Pacu Daya Saing Jateng
Hj Novita Wijayanti SE MM. FOTO: Wahyu/Davinanews.com |
Kebangkitan nasional pada era itu memiliki makna bangkitnya semangat persatuan, kesatuan, dan nasionalisme untuk memperjuangkan kemerdekaan.
Sebuah cita-cita yang kemudian dipertegas dalam momentum Soempah Pemoeda 1928. Seiring dengan dinamika waktu dan perkembangan persoalan kebangsaan saat ini, kebangkitan nasional perlu mendapat pemaknaan ulang, dikaitkan dengan konteks kekinian.
Pendiri bangsa ini telah memberikan acuan atas tujuan bernegara sebagaimana dalam Pembukaan UUD 1945. Ketika tujuan bernegara itu belum secara optimal terwujud, atau bahkan melenceng dari tujuannya, semangat kebangkitan nasional berarti semangat untuk kembali membangun bangsa sesuai dengan tujuan bernegara.
Kebangkitan nasional saat ini adalah semangat membangun bangsa sesuai dengan konsep ideal. Dalam level lokal berarti semangat membangun daerah sesuai dengan potensi dan persoalan yang dimiliki mengingat sistem desentralisasi memberi kewenangan sekaligus tanggung jawab lebih besar kepada daerah.
Denis Goulet dalam Development Ethics, a Guide to Theory and Practices memandang pembangunan sebagai proses multidimensional yang menyebabkan perubahan besar dalam struktur sosial, kelembagaan, pertumbuhan ekonomi, penurunan tingkat ketimpangan, dan penurunan tingkat kemiskinan.
Pembangunan berintikan tiga aspek. Pertama; kehidupan yang layak sandang, papan, pangan, pendidikan, dan kesehatan. Dibandingkan dengan kondisi masyarakat pada awal kemerdekaan, pembangunan kita mampu membawa ke kondisi yang lebih baik. Namun dalam komparasi dengan bangsa-bangsa lain kita perlu kembali menengok kondisi itu.
Pelayanan pendidikan dan kesehatan belum sepenuhnya bisa diakses oleh masyarakat secara mudah, murah, dan berkualitas. Pada level pembangunan antardaerah, kesenjangan pelayanan pendidikan dan kesehatan belum sepenuhnya bisa diperoleh masyarakat. Ada rentang kualitas indeks pembangunan manusia (IPM) yang cukup lebar antar satu daerah dan daerah lainnya.
Membangun Jateng
Indeks pembangunan manusia Indonesia berada di peringkat ke-124 dari 187 negara.
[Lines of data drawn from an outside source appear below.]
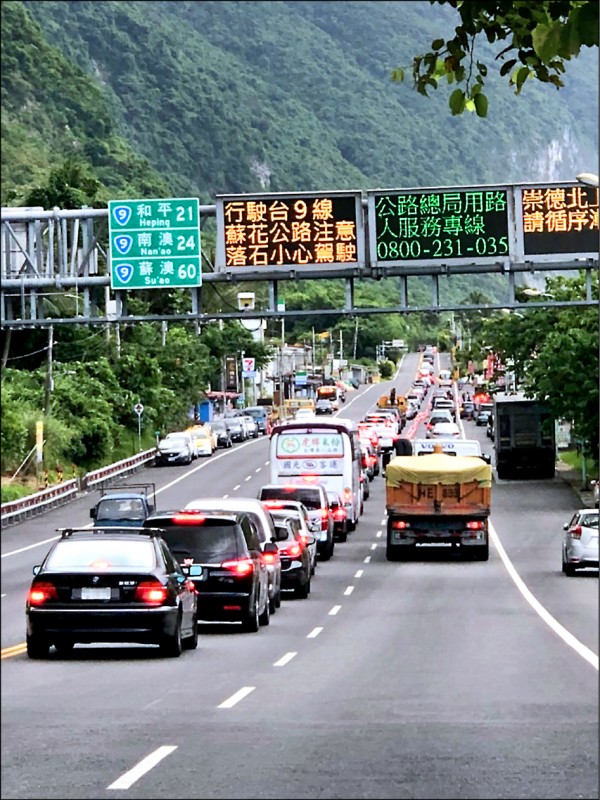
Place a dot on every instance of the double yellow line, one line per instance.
(14, 650)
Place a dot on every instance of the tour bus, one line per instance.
(319, 451)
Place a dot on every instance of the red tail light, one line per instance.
(151, 592)
(293, 550)
(188, 518)
(242, 566)
(41, 593)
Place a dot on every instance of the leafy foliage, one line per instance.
(543, 35)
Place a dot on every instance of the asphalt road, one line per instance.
(432, 678)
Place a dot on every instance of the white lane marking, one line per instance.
(284, 659)
(158, 491)
(30, 546)
(235, 698)
(145, 765)
(564, 634)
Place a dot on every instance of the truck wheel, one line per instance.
(481, 552)
(393, 553)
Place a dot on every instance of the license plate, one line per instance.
(90, 593)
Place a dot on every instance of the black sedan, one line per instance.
(110, 585)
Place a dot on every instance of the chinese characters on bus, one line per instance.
(560, 219)
(314, 444)
(290, 231)
(454, 224)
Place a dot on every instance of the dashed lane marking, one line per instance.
(284, 659)
(235, 698)
(145, 765)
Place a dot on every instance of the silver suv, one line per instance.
(314, 497)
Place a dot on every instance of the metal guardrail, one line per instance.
(100, 476)
(33, 504)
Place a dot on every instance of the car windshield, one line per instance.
(173, 441)
(309, 497)
(102, 554)
(121, 509)
(209, 542)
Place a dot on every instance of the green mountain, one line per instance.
(224, 97)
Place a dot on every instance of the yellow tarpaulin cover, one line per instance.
(438, 468)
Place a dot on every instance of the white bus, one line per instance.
(325, 452)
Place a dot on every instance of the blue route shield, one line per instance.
(123, 243)
(122, 214)
(124, 272)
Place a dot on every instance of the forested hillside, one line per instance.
(244, 96)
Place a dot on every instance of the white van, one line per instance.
(319, 451)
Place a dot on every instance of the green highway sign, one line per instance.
(462, 225)
(155, 244)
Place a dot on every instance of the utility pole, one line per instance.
(49, 378)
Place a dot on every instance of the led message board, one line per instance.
(557, 221)
(303, 231)
(424, 227)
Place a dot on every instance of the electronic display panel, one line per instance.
(557, 221)
(423, 227)
(306, 231)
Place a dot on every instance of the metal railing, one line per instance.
(33, 504)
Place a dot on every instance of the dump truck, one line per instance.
(124, 506)
(438, 499)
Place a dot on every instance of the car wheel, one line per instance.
(172, 646)
(250, 624)
(265, 617)
(37, 646)
(191, 642)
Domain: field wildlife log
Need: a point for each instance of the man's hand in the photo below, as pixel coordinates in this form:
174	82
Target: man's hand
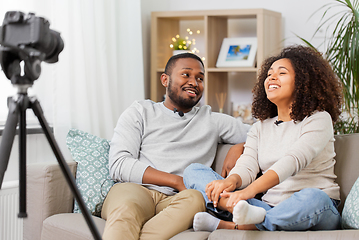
156	177
215	188
233	154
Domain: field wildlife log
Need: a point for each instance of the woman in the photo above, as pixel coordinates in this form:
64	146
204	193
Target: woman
297	98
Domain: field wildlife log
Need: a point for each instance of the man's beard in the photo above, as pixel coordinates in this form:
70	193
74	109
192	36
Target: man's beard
180	101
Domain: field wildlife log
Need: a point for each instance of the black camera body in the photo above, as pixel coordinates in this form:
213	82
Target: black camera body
25	37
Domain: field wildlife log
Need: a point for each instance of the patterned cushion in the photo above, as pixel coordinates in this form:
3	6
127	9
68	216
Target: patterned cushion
92	175
350	214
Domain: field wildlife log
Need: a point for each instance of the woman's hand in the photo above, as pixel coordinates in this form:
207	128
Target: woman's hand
235	197
215	188
262	184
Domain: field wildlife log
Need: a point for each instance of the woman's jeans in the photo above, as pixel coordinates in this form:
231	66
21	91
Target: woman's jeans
308	209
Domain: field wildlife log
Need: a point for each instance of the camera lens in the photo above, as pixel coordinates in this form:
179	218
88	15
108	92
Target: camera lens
56	45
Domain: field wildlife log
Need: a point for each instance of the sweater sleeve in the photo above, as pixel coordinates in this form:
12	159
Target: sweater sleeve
231	130
125	146
316	132
247	166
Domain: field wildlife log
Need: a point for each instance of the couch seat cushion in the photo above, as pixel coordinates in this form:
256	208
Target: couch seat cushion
69	226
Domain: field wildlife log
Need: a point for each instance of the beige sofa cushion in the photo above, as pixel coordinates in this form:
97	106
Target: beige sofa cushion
69	226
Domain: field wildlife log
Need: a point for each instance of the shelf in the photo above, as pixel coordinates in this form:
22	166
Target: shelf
242	69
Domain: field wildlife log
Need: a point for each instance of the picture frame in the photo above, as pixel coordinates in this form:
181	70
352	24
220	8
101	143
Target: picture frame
237	52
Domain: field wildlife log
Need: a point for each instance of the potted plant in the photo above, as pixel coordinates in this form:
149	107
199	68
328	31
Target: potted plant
342	51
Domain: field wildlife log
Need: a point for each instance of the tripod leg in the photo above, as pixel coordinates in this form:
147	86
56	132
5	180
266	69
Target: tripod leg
23	103
35	105
8	137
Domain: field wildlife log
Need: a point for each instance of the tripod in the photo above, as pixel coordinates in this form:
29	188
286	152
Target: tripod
17	114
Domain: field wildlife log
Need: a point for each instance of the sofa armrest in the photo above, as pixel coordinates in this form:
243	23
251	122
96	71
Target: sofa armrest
47	194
Di ASEAN kita tertinggal dari Singapura, Brunei Darussalam, Malaysia, Thailand, dan Filipina. Kita hanya unggul jika dibandingkan dengan Vietnam, Laos, Kamboja, dan Myanmar.
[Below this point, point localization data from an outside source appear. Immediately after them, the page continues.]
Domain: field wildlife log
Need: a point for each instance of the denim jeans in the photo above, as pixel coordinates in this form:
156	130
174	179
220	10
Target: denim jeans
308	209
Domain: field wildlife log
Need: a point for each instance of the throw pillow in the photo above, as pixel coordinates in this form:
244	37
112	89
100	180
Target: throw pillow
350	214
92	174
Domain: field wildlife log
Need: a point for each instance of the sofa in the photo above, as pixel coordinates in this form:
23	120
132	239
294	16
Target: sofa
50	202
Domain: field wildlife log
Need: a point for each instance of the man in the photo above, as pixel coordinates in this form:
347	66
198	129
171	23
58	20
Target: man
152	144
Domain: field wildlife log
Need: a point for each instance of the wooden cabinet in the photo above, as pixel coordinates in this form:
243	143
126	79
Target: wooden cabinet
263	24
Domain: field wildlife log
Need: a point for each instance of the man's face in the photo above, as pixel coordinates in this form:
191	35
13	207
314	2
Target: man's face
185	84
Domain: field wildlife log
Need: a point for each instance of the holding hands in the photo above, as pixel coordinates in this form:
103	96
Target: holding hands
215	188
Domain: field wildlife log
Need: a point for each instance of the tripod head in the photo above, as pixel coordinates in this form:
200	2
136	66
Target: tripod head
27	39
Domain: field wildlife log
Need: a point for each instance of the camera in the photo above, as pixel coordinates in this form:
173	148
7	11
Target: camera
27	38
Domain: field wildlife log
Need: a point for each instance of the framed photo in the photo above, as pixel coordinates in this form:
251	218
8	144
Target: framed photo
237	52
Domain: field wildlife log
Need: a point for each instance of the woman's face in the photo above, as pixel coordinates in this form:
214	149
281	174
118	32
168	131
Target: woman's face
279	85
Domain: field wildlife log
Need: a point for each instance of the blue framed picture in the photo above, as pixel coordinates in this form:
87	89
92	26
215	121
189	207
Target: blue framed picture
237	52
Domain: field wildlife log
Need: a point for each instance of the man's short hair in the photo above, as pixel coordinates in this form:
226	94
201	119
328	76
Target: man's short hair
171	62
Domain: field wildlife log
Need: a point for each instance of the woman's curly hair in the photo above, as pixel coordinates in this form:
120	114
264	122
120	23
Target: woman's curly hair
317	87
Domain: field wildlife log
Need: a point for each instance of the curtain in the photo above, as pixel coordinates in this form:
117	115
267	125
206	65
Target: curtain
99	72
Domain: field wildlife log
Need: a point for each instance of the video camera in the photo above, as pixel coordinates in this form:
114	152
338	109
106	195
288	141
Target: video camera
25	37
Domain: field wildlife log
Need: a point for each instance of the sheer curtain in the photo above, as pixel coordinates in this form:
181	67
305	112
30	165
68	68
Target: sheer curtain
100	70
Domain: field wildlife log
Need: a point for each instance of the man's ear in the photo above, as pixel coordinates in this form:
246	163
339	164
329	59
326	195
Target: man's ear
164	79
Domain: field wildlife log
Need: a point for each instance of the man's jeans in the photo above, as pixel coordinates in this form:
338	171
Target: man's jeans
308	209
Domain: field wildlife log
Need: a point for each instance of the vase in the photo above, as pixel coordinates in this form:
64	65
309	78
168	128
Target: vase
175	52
Dalam aspek ini, kebangkitan nasional kemudian bermakna semangat untuk bangkit mengejar ketertinggalan, baik pada level lokal, regional, maupun internasional. Bahwa pembangunan untuk kehidupan yang layak masih perlu kita tingkatkan.
Kedua; harga diri, yaitu orang tidak merasa tercabut dari akarnya, atau masih memiliki identitas dengan jati diri dan budayanya. Sistem pembangunan kita selama ini kurang mampu membangun self esteem yang kuat. Krisis identitas, melunturnya budaya bangsa, meredupnya nilai-nilai kearifan lokal adalah bukti dari hal tersebut.
Dalam aspek budaya misalnya, kegotongroyongan yang menjadi salah satu identitas kita mulai luntur, sementara pada saat yang sama semangat individualisme dan egoisme lebih mengemuka. Self esteem bukan berarti antibudaya luar melainkan bagaimana kita memiliki jati diri kuat sebagai bangsa di tengah gempuran budaya asing. Kebangkitan nasional kemudian bermakna perlunya memperkuat jati diri sebagai satu kesatuan masyarakat Indonesia.
Ketiga; kebebasan dari perhambaan. Pembangunan idealnya mampu melepaskan diri dari ketergantungan, menjadi makin mandiri. Kebangkitan dalam aspek ini adalah bangkit untuk makin mandiri, melepaskan ketergantungan dari bangsa lain menuju bangsa yang lebih bermartabat. Kebangkitan nasional dalam level daerah, berarti membangun Jateng supaya lebih mandiri dan berdaya saing tinggi.